This “research,” covered next in Chapter Four, duped a
governor, two presidents, Lady Diana, and beloved First
Lady Nancy Reagan, who will always be remembered for
her earnest but deeply flawed campaign for “Just Say No.”
Political influence exercised by the founders of Straight, and
the organizations on which Straight was based, managed
to get regulatory rules rewritten around Straight’s practices,
practices that had been condemned long before by the
larger substance-abuse treatment community. When a
surveyor from what is now Florida’s Department of Children
and Families resisted then Governor Reuben Askew’s
pressure to be favorable to Straight, he was replaced by the
local sheriff.
The founders of Straight developed programs, and when
the unflattering reports alleging abuse mentioned above
began to appear in the media, the founders hired Dr. Donald
MacDonald, who later became the first Bush’s director
of the Office of National Drug Abuse Policy, to conduct
research. (The author used the term drug czar in referring to
MacDonald, but that was the term applied to the director
of the Office of National Drug Control Policy.) The author
located the letter from the national director that the goal
of publishing research was to “enhance the reputation of
Straight,” (p. 84). The author cites numerous critical reviews
of the research that went unheeded by regulators and by the
principal source of funding for the research, National Institute
of Drug Abuse (NIDA). How a for-profit corporation managed
to get a NIDA grant to research its own program is a subject
of another study. One of the most damning critiques was a
study indicating that most of Straight’s clients over the years
actually did not have the disease of addiction, and many had
never used drugs. In short, if clients got better, it was because
they were not sick.
In Chapter Five, the author uses Straight’s own literature
from the 1980s that describes the manipulative tactics he
experienced. The programs hid the abusive methods in plain
sight using platitudes that the uninitiated reader would
never associate with the abuse. Chatfield then reviews a
sample of program descriptions from among the hundreds of
current programs that use the same language and, according
to his research, use essentially the same methods.

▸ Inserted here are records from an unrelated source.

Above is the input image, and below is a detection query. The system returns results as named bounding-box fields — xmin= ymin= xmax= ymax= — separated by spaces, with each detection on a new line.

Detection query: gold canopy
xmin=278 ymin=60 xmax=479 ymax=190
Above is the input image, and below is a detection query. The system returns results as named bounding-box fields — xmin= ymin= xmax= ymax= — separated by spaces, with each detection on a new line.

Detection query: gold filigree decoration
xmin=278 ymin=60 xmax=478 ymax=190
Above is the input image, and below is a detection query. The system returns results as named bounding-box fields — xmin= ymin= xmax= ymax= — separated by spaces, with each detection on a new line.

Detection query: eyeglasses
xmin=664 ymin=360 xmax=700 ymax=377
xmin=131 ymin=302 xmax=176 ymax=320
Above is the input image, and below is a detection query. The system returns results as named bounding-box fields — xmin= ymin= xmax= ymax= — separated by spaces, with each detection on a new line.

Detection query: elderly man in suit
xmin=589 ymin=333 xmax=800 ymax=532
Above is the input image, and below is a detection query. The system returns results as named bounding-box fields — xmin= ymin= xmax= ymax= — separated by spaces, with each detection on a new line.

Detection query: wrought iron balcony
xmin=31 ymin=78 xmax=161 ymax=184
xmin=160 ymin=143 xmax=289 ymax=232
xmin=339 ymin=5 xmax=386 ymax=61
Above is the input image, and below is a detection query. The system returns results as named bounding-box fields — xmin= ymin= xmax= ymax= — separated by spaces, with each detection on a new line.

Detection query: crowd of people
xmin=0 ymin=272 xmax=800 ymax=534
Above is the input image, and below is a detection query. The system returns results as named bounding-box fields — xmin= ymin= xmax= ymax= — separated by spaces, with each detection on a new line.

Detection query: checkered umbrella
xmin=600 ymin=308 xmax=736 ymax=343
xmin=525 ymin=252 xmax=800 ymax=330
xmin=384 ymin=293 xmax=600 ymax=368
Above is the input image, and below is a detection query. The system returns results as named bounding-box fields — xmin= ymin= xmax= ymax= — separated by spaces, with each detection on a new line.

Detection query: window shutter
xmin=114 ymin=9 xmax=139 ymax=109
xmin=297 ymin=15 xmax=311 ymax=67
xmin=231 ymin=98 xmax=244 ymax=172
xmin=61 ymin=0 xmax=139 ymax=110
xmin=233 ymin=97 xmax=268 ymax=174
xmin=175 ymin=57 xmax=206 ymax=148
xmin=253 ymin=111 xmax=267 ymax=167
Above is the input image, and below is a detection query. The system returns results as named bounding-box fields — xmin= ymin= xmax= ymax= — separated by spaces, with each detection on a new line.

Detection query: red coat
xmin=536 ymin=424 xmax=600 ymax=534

Chapter Six is a review of primary thought-reform sources
that could stand alone as a primer for those new to the world
of cults and unethical influence. In Chapter Seven, the author
skillfully synthesizes theories of thought reform using the
work of Frank Salter (1998) to compare Straight’s and other
programs’ methods to those used in cults.
He then uses insights from Singer and Ofshe’s (1990) work
on first- and second-generation-of-interest thought-reform
programs. First-generation programs used a primarily
adversarial approach that became more complex over time.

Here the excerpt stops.